Hoch am Hang: Wohnhaus in Tübingen

Mit seiner klaren Volumetrie tritt der geschliffene Baukörper zwischen der angrenzenden Nachbaubebauung bewusst in den Vordergrund. Der kantige Betonbau wird durch gezielt platzierte Einschnitte akzentuiert, die mit eloxierten Aluminiumtafeln ausgekleidet wurden. Die eingeklappten Einschnitte nehmen die unterschiedlichen Höhenniveaus der Topografie auf und definieren den Übergangsbereich zum Außenraum.

Das Raumprogramm für die fünfköpfige Familie mit Hund und Katze verteilt sich über drei Etagen: Die gemeinschaftlichen Wohnbereiche befinden sich auf der Gartenebene, die Individualräume liegen im Obergeschoss. Nebenräume sowie ein Studio wurden im Untergeschoss in den Hang integriert. Der C-förmige, polygonale Grundriss lässt interne Blickbezüge zu und verwebt die einzelnen Zimmer zu einem durchgängigen Raumkontinuum. Den Mittelpunkt des Hauses bildet ein hofartiger Außenbereich, der von allen Seiten des Gartengeschosses betretbar ist. Gegenüberliegende, großformatige Öffnungen sorgen hier für spannungsreiche Aus- und Durchblicke und einen optimalen Lichteinfall.  Ein durchlaufender Bodenbelag lässt Innen- und Außenraum wechselseitig miteinander verschmelzen.

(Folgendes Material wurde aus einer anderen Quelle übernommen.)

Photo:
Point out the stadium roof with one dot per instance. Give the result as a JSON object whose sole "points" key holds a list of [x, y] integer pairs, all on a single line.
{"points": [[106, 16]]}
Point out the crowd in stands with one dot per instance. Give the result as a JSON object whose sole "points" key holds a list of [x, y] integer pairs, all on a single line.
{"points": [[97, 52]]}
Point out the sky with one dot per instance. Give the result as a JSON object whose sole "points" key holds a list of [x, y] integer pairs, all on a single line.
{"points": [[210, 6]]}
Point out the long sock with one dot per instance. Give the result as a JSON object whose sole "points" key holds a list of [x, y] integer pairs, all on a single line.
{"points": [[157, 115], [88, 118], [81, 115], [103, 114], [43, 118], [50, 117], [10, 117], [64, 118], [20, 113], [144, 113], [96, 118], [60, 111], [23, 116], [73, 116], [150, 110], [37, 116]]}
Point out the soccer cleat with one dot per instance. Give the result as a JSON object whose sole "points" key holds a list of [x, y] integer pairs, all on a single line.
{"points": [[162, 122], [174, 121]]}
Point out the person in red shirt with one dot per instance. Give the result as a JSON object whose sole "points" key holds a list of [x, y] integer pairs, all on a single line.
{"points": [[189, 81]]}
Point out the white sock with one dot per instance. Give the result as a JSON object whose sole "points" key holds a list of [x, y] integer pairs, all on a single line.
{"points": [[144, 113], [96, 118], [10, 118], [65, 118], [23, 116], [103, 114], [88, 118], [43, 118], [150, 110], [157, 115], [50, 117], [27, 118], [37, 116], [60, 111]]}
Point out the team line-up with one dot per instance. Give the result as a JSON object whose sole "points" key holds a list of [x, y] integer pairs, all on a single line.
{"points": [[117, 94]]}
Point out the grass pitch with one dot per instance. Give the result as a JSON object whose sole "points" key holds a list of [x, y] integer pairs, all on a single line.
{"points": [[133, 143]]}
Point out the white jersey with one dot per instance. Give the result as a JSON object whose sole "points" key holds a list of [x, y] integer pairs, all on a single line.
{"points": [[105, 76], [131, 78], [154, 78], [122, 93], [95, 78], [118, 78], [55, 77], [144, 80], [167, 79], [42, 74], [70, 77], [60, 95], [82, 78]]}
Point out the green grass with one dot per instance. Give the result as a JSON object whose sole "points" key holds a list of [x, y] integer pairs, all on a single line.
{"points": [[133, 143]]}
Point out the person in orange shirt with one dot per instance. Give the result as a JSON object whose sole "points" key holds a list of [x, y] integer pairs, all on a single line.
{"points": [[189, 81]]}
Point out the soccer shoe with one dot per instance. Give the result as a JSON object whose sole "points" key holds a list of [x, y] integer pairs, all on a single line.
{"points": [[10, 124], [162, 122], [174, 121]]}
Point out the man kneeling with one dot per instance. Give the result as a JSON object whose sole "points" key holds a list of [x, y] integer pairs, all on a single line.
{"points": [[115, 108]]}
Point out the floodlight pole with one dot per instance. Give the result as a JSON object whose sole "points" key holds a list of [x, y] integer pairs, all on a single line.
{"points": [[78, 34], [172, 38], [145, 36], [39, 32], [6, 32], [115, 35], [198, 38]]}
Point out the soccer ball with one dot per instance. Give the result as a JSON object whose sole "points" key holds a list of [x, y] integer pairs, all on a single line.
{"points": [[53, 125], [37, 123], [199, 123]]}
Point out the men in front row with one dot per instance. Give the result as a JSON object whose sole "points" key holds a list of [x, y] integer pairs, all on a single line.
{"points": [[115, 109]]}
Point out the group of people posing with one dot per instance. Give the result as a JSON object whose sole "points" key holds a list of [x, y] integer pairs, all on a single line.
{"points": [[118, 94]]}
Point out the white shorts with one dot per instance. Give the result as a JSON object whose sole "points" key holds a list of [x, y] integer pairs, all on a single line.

Insbesondere in Sachen Energiekonzept legten die Architekten einen Fokus auf Nachhaltigkeit und eine autarke Energieversorgung. Die Verwendung natürlicher und mineralischer Bauteile sowie der Einsatz vorgefertigter Bauteile begünstigt die Rückbau- und Recyclingfähigkeit des Gebäudes. Die offene Grundrissgestaltung gewährleistet eine natürliche Luftzirkulation durch alle drei Etagen, wobei die Luft durch einen Tiefhof je nach Jahreszeit entsprechend vorkonditioniert wird. Während die hochgedämmte Nordfassade nahezu fensterlos ist, unterstützen großformatige Fensteröffnungen auf der Südseite solare Wärmegewinne im Winter. Als aktive Maßnahmen werden eine Luft-Wasser-Wärmepumpe und eine Photovoltaikanlage auf dem Dach eingesetzt.

Bei dem Wohngebäude von Steimle Architekten verschmelzen der sensible Umgang mit den topografischen Gegebenheiten, eine hohe Innenraumqualität und eine autarke Energieversorgung zu einem stimmigen Gesamtkonzept. Vielfältige Freiräume, spannungsvolle Aus- und Durchblicke sowie außenliegende Treppenanlagen zur Überbrückung der verschiedenen Höhenniveaus machen die Lage am Hang überall erlebbar. Eine einheitlich helle Innenraumgestaltung und integrierte, platzsparende Einbaumöbel  sorgen für ein durchgängiges Raumerlebnis und ungestörte Ausblicke in die Umgebung.